And that’s before you get to their lack of real heroes. My grandfather’s generation would have had the veterans of World War I to talk to them about valor and perseverance and honesty and integrity and giving up your life for other people even at the cost of great personal pain. My father’s generation would have had that with the World War II veterans. I had that to some extent since my dad was a Vietnam veteran and some of my other uncles had served in the military.
On top of all of that I had Colonel Hannibal Smith (The A-Team) and Michael Knight (Knight Rider) and Jesse Mach (Street Hawk) and Stringfellow Hawke (Airwolf), not to mention Superman (“Truth, Justice, and the American Way”)and Spider-Man (“With great power comes great responsibility.”)
I’d like to say I had Justin Martyr and Augustine and King Alfred and so on, great heroes of the Faith, but I didn’t, since the Christianity I was raised with was anti- historical and anti-intellectual. (But that too is another long story, and I’m trying to write a different chapter of that by making sure my own kids have all of those Faith heroes as their own models.)
Today’s young people have almost nothing but anti-heroes, or else “heroes” who are essentially exactly like them: self-absorbed, overly-emotional, and completely unable to distinguish between their own personal desires and what is true, good, and beautiful.
In the first generation of the Marvel movies, they at least had a pretty decent portrayal of Spider-Man and a pretty decent portrayal of Captain America. But as those movies have devolved along with everything else, now they have Doctor Strange navigating an absolutely chaotic and meaningless multiverse and explicitly deciding in one of the most recent movies that evil is simply too physically and metaphysically powerful to be beaten by good, so the only way to beat it is to become evil oneself by using evil means. Even when it’s not like that, evil is more often beaten not by superior character but by superior firepower.
Lacking proper heroes, what today’s youth have is a world that is run only in terms of Power: there are the Haves, and the Have-Nots, and what you want to make sure you are, almost regardless of how you have to make it happen, is one of the Haves. And it all costs, absolutely at all costs, make sure that no one calling himself an adult is ever able to tell you “who you really are” or expect, as if it is really a good thing and not simply his own personal preference backed up by force, a certain code of behavior or a certain code of dress from you.
TV and the Internet did not create this way of thinking, of course. Growing up just does involve some level of divergence from parents and teachers as one becomes a mature and self-directing individual. But because these visually and digitally manipulative technologies have served up to several generations an incessant diet of emotive preference-based and intellectually vacuous “fun” entirely aimed at maximizing individualistic perception and expression, can anyone blame today’s youth for feeling an uncrossable divide between themselves and their elders?

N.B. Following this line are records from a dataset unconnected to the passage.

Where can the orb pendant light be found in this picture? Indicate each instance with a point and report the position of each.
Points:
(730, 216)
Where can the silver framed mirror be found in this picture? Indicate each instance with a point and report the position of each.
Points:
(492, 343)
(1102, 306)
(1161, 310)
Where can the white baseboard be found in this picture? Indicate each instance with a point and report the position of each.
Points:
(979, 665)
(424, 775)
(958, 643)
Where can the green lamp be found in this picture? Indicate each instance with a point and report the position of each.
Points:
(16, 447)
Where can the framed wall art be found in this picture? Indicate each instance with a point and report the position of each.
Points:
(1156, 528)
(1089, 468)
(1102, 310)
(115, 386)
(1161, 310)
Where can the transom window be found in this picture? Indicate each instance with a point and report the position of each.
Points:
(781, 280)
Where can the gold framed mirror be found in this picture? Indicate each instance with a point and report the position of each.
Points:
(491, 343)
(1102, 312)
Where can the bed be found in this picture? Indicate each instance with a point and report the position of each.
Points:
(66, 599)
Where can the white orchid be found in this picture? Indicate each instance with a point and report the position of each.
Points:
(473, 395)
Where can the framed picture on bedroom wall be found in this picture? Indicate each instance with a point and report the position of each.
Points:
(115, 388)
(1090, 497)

To bring this back around to Carl Truman with whom I started, as he puts it, the world he himself lives in would have been just about incomprehensible to his grandfather. And in much the same way, the world my generation lives in is just about incomprehensible to the current one, and the gap only seems to be widening every day. The crisis of meaning, the crisis of trust between the generations, the crisis of whether there can be any meaningful future involving anything remotely identifiable as “the common good” is a very weighty and currently unresolved set of questions.